Increase the number of Windows instances for the NSS CI from 10 to 20+
Categories
(Release Engineering :: Firefox-CI Administration, enhancement)
Tracking
(Not tracked)
People
(Reporter: beurdouche, Assigned: jlorenzo)
References
(Blocks 4 open bugs)
Details
Attachments
(2 files)
The NSS CI is extremely slow for Windows tasks even when only one user is pushing to Try and there are no other tasks pending (it takes often 2h+ for a single run with all tests). After discussing with Johan and Sylvestre, it seems to be the case that the number of workers (currently 10) is simply to low to handle NSS tasks in a reasonable time.
Would it be possible to increase the maximum capacity for these workers, please?
Thanks a lot, B.
Assignee | ||
Comment 1•5 years ago
|
||
When a single developer runs try: -b do -p all -u all -t all -e all
on nss-try[1]. I checked the associated task group: 150 tasks run on win2012r2
[2]. Even though, they likely don't run all at the same time, 10 workers is not enough to absorb the load of a single developer asking a single full run.

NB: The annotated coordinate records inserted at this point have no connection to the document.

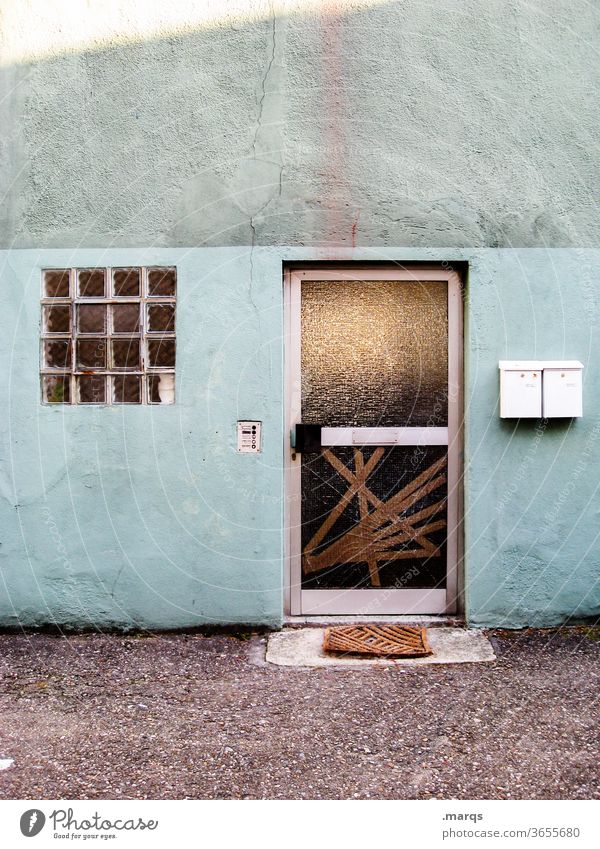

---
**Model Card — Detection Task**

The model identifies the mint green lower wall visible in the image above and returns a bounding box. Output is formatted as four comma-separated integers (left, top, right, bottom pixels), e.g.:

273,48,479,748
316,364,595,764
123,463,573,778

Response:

Benjamin told me they're 3 people actively using nss-try.
I looked up when the max number was defined: it was in bug 1589706[3]. That said, chances are this value was the one manually defined on the old Taskcluster instance.
As a data point, the task group above has 360+ linux tasks but uses 50 instances[4], instead.
Long story short: I think we should first bump the number of windows worker to 30.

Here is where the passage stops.